2 1/2 cups whole wheat flour
2 cups white flour
1 1/2 tsp. sea salt
2 tbsp yeast
1/2 -1 tsp garlic powder (just a guess I never measure this)
1/2-1 tsp italian seasoning (again just a guess)
2 cups lukewarm water
I start by adding whole wheat flour, sea salt, yeast, water, salt, garlic powder, and italian seasoning. I let the yeast sit in that warm water for just a few minutes before mixing. Then I mix those ingredients for a couple of minutes. Then I pull out my dough hook and add the remaining flour and mix. You might need to add a little extra flour. Any extra flour I add is always whole wheat flour. Then I let it sit for about 20 minutes. I roll it out and put on greased pans. The above picture shows how much this recipe makes. Then just start to put toppings on.
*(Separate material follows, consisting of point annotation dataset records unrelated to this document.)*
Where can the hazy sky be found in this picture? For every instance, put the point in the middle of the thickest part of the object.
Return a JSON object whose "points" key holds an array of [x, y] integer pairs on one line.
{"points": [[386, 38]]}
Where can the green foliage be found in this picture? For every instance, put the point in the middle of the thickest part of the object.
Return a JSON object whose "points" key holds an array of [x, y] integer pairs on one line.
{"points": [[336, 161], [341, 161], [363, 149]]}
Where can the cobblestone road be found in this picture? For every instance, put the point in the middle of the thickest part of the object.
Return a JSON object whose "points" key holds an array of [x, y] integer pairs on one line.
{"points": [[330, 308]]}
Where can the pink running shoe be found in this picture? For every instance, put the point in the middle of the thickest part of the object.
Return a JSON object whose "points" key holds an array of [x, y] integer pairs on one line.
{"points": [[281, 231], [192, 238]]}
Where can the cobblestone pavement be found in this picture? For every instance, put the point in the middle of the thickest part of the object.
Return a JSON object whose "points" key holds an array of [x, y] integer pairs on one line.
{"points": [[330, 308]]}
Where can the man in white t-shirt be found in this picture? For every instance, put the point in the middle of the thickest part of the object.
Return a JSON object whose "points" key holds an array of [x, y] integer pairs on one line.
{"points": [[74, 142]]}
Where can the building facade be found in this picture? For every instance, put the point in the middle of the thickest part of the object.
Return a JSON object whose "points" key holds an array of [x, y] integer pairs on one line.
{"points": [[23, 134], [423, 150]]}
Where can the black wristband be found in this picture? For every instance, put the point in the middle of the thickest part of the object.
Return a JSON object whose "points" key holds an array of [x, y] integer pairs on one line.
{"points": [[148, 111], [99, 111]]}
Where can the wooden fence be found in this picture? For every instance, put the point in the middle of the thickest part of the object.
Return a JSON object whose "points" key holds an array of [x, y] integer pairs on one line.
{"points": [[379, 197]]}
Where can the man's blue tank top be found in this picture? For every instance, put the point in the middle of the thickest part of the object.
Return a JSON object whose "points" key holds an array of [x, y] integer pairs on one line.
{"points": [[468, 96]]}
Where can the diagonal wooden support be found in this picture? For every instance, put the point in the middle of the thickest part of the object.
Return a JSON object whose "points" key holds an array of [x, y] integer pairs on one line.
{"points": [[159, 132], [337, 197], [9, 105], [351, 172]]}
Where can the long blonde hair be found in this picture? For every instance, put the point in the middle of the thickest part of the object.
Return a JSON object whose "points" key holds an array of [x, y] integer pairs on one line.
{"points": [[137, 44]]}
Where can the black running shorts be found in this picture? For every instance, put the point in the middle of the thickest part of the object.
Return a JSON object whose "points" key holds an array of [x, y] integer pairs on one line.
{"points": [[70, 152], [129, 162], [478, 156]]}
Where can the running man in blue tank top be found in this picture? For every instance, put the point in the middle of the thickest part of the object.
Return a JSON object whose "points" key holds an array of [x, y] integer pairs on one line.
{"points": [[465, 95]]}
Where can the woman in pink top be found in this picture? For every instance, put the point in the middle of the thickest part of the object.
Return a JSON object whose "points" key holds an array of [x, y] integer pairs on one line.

This above picture is so boring I rarely make pizza with just pepperoni. (A couple of tips as far as toppings go. If you use sausage, you don't need to pre cook it. It saves on dishes and time to just break off small raw pieces and place them on the pizza. I usually do this after the kids have helped, so that they don't pick at it. Also sliced tomatoes on pizza before it goes in the oven are really good.) I bake my pizza at 425 for about 20 minutes.